Trivia: Henry Ford was shocked when his gift of a Model T to neighbor Rabbi Leo Franklin was returned in protest. Ford phoned to ask, ``What's wrong, Dr Franklin? Has anything come between us?'' Source: Henry and Edsel: The Creation of the Ford Empire, Richard Bak.

Currently Reading: Eight Flavors: The Untold Story of American Cuisine, Sarah Lohman.

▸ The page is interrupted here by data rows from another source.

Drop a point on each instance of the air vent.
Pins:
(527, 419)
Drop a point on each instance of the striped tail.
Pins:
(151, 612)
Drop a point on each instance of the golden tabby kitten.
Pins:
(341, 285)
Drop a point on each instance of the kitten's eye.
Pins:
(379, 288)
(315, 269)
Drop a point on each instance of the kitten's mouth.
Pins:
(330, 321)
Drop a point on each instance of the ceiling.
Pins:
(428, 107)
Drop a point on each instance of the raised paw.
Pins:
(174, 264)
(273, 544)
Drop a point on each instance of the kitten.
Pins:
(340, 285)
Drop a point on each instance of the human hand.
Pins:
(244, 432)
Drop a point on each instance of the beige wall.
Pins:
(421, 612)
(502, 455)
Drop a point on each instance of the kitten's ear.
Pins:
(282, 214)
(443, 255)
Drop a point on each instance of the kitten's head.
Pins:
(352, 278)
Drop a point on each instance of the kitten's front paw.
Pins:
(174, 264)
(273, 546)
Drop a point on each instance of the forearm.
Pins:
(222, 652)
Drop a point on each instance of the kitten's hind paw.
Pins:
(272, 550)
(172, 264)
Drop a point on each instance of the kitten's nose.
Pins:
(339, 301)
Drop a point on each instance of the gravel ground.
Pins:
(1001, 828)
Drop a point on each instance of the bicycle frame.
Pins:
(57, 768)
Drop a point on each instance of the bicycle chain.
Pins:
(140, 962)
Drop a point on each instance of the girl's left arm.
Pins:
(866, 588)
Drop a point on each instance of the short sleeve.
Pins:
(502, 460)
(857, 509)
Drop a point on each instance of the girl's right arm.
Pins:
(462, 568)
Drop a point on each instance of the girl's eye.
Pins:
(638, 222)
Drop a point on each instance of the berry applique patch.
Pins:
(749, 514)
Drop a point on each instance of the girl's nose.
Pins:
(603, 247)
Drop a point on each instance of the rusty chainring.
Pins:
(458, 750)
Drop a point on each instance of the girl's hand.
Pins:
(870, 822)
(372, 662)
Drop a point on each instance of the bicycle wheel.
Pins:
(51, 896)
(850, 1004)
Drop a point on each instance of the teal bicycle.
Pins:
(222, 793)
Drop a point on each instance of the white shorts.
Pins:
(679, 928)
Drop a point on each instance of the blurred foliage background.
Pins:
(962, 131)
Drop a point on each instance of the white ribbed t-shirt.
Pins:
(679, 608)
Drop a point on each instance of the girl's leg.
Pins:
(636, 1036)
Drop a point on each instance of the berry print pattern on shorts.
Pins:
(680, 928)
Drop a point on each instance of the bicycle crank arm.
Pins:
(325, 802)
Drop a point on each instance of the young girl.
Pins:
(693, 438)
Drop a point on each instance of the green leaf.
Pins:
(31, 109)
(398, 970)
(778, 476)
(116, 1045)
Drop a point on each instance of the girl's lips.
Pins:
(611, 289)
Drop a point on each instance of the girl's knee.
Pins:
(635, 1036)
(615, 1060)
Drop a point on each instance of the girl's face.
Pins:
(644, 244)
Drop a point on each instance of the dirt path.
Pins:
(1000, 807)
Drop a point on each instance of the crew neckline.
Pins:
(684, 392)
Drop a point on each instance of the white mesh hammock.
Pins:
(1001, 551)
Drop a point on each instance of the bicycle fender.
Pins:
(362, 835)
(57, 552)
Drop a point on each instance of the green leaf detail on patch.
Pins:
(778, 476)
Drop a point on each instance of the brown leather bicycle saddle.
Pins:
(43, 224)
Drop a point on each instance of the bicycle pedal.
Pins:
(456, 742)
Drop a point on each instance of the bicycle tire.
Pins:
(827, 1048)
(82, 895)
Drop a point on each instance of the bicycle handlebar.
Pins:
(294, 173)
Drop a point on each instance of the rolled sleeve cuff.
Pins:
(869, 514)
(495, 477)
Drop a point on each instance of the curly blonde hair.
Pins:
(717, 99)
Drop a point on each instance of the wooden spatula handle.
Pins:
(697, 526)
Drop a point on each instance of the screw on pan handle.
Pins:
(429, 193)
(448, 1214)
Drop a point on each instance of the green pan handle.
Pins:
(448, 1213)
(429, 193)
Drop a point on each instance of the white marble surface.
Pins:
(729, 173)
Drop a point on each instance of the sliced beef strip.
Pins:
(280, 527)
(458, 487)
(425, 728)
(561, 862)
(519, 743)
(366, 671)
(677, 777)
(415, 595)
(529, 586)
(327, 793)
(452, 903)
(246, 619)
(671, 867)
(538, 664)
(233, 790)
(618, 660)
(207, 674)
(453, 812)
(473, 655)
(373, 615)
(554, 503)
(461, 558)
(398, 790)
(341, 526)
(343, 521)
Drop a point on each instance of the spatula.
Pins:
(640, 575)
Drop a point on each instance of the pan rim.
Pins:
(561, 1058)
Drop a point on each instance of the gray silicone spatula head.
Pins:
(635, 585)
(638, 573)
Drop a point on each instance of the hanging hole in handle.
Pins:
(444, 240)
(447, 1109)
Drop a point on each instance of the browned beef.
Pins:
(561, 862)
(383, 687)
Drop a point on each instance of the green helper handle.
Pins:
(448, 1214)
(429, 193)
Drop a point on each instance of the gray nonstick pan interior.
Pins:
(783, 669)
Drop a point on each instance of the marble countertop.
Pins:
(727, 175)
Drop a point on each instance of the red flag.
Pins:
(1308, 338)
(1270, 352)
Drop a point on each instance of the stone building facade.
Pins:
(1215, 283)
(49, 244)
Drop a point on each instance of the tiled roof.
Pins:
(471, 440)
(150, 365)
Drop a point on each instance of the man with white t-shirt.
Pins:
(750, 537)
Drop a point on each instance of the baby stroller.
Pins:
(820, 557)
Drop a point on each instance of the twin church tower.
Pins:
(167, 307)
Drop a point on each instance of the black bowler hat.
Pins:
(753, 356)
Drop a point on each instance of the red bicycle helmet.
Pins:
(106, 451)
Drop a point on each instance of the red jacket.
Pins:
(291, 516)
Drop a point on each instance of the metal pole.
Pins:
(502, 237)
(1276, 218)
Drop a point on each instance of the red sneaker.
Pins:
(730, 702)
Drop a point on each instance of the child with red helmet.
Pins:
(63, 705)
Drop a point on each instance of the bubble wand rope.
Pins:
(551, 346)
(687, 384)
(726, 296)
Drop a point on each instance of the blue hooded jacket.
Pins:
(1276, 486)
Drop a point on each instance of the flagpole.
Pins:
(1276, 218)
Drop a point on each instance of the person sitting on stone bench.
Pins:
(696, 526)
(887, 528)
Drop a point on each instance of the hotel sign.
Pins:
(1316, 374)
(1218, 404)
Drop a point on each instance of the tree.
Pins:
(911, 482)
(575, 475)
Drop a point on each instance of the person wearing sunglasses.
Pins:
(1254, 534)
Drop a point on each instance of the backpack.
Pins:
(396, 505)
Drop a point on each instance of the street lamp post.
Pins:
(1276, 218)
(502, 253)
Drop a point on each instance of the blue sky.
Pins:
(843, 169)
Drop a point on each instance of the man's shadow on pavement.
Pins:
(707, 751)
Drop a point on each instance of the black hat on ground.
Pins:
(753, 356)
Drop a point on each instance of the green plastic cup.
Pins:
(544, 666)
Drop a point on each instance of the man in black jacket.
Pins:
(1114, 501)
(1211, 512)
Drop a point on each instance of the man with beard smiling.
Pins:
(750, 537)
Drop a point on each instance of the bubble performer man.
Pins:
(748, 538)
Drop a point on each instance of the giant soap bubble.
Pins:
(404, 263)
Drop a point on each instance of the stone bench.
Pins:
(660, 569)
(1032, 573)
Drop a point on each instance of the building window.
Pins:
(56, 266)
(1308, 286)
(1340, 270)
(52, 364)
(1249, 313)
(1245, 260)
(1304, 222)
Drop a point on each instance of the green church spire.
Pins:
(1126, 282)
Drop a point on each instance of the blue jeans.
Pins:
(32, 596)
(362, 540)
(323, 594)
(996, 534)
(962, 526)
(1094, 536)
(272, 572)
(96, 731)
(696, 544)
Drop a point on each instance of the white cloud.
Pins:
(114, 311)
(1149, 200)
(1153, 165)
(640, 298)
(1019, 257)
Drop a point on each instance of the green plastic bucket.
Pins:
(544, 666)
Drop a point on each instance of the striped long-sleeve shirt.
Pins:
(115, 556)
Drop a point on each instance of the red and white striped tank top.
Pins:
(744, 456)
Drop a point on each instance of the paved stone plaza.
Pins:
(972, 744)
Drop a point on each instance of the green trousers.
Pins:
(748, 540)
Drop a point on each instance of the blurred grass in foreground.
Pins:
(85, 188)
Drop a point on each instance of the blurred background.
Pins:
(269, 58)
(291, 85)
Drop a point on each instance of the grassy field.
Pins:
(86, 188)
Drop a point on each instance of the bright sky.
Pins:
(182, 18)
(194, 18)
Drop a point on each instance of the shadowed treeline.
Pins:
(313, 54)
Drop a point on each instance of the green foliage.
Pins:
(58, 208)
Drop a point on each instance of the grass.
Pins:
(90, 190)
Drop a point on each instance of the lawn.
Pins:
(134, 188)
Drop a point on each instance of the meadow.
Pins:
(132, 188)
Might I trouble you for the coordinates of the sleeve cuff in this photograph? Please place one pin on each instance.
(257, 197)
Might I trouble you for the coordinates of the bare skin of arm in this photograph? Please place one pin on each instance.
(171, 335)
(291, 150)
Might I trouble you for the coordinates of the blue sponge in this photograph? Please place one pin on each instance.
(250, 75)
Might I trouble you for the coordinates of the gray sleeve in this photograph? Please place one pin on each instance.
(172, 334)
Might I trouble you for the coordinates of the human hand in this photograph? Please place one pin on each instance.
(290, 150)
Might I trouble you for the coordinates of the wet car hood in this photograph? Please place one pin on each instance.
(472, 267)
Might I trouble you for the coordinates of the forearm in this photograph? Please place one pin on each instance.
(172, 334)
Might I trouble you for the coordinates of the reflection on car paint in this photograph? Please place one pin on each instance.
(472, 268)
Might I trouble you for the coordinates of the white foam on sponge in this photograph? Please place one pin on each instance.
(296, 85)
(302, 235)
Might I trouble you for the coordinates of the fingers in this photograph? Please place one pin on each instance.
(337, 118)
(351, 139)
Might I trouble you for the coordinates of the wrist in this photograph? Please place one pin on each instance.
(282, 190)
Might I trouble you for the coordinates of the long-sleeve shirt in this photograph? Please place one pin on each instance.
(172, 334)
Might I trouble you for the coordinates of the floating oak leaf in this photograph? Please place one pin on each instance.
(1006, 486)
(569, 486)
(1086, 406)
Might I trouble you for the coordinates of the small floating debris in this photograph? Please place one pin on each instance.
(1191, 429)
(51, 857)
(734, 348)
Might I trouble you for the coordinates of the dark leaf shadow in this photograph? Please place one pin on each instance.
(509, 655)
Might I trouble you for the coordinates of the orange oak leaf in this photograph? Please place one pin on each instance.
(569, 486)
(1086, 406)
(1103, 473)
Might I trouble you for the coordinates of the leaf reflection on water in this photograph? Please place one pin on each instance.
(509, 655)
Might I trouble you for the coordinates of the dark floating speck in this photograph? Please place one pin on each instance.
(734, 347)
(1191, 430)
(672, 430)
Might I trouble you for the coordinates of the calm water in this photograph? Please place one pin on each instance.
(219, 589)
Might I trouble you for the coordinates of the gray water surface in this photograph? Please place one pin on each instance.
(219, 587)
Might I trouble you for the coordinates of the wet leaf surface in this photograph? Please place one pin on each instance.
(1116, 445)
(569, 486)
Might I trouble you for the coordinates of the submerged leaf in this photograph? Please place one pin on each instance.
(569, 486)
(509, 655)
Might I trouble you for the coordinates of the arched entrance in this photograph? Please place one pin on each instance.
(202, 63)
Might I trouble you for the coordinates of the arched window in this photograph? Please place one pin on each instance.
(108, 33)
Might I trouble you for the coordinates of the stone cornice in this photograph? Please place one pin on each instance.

PS: How June 2017 Treated My Mathematics Blog, reviewing the statistics of stuff.

Monday morning after Morphicon/AnthrOhio we traditionally sit a little in our room, moping about the end of the convention and the long drive home which will be tempered only by getting lunch somewhere (we never do the burrito place on the way home, oddly) and stopping at Coon's Candy about an hour north of Columbus. It's a fine spot, lots of homemade candy, and just far enough away that organizing a side trip at the convention would be ludicrous. We varied that after we got our room cleared out and checked and re-checked.

This was, as you'd figure, to walk around the hotel and take our last photographs of it in the daylight. I thought there were more people at the con for the day-after stuff than usual but that might be a false impression. We wouldn't usually go up to the front desk to turn in our keys, just leaving them in the hotel room instead. But who wouldn't expect the day after to have more lingering people photographing stuff than usual?

The extra time treated us well. The previous day [profile] bunny_hugger had mentioned she didn't know what PunkCat looked like out of his raccoon fursuit. I said I'd point him out to her when we loaded the car, since it seems like I always run into him when loading the car. And I hadn't seen him when loading up the car this time. But with the time we spent prowling the hotel taking farewell photographs we were in the right place and time to run into him again. As expected, she did know the guy from appearances, she just hadn't connected him with the suit. I hope the tradition of running into him at checking-out transfers to the new hotel. We need our certainties in life.

We didn't go somewhere to eat. We had a new prospect open. There used to be a small amusement park, Wyandot Lake, adjacent to the Columbus Zoo. In 2006 the Zoo bought the then-110-year-old park and divided it into a water park with separate admission and an amusement area dubbed Jungle Jack's Landing. We had wanted to get there since, besides the remnants of the old park, they had a wooden roller coaster named the Sea Dragon. It had always been something that opened in mid-May, too late for Morphicon/AnthrOhio in its traditional weekend. But now that it's moved to Memorial Day weekend we could go! The amusement park area would be open and the roller coaster running. We could try that out, and could also see their antique carousel.

It was a bright, sunny Memorial Day. We figured we'd only have a couple hours there, as we needed to get to [profile] bunny_hugger's parents at a reasonable evening hour. But that should be enough for a short visit to a couple of rides. And it might be crowded; we had no way to guess what the zoo and amusement park crowd would be like this early in the summer season, on a weekday, but a holiday weekday. We had heard we could buy admission tickets from the AAA, or possibly from the Kroger. We decided not to, though, trusting that while the tickets would be a little more expensive we'd be better off not taking the time to divert away from the Columbus Zoo.

This was as completely wrong a decision as we could possibly have made.

Trivia: Nicaragua's 1902 postage stamps, including the one depicting the Momotombo volcano which would help sway the United States away from a Nicaraguan and to a Panamanian canal location, were printed by the American Bank Note Company of New York City. Source: Overthrow: America's Century of Regime Change from Hawaii to Iraq, Stephen Kinzer.

Currently Reading: Sky Island, L Frank Baum.